The port of Wilmington, Delaware, is one of the largest and busiest on the east coast of the USA. High at the top of the long Delaware Bay that leads from the river to the Atlantic, it has miles of sheltered water, which, apart from taking the big ocean liners, also plays host to thousands of small coastal freighters. The Carib Coast Ship and Freight Company was an agency handling cargoes for scores of such smaller ships and the visit of Mr. Ronald Proctor caused no surprise. He was friendly, charming, convincing, and his rented U-Haul pickup was right outside with the crate in the rear.
The freight clerk who handled his enquiry had no reason to doubt his veracity, all the more so when, in response to the query, "Do you have documentation, sir?" he produced precisely that.
His passport was not only in perfect order, it was a diplomatic passport at that. Supporting letters and movement orders from the State Department proved that Ronald Proctor, a professional US diplomat, was being seconded to his country's embassy in Paramaribo, Surinam.

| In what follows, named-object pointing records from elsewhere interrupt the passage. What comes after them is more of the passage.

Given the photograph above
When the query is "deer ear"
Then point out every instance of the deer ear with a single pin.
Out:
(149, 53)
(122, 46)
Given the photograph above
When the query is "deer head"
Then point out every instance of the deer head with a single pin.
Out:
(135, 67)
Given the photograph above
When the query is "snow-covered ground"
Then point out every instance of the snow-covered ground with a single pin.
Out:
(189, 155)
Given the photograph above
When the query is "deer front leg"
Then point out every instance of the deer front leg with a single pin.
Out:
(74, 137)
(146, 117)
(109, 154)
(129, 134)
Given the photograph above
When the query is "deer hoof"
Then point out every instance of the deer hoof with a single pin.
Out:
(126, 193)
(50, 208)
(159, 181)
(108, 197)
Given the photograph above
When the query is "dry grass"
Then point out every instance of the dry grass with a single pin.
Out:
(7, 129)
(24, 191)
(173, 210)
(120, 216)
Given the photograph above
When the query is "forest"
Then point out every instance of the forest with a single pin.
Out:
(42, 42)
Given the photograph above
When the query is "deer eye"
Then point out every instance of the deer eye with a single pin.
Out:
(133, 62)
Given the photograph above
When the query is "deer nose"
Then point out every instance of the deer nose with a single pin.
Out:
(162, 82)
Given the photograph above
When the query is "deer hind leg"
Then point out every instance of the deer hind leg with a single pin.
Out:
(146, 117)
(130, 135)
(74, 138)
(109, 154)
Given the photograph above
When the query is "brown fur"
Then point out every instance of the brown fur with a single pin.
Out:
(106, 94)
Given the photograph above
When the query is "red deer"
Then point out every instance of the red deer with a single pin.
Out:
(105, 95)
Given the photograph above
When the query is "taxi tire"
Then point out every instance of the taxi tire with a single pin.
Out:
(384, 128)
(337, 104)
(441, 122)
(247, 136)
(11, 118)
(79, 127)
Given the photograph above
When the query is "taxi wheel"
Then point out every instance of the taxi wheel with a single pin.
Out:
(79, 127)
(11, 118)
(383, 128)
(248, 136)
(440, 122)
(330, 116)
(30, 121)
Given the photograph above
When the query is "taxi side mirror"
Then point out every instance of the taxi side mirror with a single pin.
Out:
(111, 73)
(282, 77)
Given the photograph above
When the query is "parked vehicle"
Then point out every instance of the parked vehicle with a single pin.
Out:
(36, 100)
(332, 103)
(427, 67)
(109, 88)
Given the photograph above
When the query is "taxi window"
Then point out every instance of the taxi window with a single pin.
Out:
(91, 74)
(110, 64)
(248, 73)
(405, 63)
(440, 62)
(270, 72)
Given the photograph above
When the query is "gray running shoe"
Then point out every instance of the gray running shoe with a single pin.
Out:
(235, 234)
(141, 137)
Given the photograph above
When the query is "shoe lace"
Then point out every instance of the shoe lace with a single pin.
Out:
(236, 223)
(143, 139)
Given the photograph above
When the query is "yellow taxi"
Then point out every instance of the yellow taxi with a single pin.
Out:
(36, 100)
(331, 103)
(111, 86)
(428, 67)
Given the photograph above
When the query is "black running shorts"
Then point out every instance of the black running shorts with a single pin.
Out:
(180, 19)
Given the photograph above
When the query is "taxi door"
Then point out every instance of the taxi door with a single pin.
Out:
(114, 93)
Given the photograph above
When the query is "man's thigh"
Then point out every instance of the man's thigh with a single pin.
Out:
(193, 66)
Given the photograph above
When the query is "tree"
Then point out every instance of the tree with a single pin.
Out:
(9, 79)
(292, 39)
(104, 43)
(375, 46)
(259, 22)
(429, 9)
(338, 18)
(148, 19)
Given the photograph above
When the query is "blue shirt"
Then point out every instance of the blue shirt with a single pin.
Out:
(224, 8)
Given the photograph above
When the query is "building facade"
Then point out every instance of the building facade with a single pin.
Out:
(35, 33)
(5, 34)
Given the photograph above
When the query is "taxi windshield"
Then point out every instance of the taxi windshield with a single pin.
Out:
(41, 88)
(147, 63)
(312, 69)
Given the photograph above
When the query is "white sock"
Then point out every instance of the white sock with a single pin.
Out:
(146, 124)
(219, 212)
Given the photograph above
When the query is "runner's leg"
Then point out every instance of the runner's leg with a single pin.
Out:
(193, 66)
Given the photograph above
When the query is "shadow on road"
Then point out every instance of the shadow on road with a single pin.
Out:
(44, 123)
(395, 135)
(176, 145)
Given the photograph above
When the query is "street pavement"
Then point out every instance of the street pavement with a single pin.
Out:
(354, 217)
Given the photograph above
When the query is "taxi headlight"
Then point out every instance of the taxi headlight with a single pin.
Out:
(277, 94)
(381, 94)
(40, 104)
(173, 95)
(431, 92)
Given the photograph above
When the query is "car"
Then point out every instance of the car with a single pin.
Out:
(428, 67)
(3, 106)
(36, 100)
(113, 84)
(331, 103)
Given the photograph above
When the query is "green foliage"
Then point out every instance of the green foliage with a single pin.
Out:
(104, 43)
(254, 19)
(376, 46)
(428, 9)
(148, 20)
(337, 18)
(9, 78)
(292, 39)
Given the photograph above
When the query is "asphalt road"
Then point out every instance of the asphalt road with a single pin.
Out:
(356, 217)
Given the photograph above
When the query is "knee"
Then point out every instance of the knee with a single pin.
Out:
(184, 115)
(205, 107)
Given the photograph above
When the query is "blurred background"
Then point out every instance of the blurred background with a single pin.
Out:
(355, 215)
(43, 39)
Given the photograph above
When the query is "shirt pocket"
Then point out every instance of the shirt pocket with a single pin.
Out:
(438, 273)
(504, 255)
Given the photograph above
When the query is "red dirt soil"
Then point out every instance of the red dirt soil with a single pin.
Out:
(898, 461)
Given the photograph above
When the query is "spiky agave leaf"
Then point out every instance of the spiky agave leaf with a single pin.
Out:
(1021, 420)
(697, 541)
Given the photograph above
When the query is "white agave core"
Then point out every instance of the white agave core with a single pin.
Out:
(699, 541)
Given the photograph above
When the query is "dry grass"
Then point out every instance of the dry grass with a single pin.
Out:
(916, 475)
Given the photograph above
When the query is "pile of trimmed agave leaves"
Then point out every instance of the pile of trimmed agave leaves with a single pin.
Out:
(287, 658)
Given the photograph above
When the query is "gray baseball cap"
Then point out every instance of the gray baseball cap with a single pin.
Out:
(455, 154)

"We have a cost-free allowance, of course, but what with my wife's passion for collecting things on our travels, I fear we're one crate over the limit. I'm sure you know what wives are like? Boy, can they collect stuff."
"Tell me about it," agreed the clerk. Few things bond male strangers like commiserating about their wives. "We have a freighter heading down to Miami, Caracas and Parbo in two days."
He gave the capital of Surinam its shorter and more common name. The consignment was agreed and paid for. The crate would be seaborne within two days and in a bonded warehouse in Parbo docks by the twentieth. Being diplomatic cargo it would be customs-exempt when Mr. Proctor called to collect it.
The Embassy of Surinam in Washington is at 4301 Connecticut Avenue and it was there that Kevin McBride flashed his identity as a senior officer of the Central Intelligence Agency and sat down with an impressed consular official in charge of the visa section. It was probably not the busiest diplomatic office in Washington and one man handled all visa applications.
"We believe he deals in drugs and consorts with terrorists," said the CIA man. "So far he remains very shady. His name is not important because he will certainly apply, if at all, under a false identity. But we do believe he may try to slip into Surinam as a way of cutting across to Guyana and thence to rejoin his cronies in Venezuela."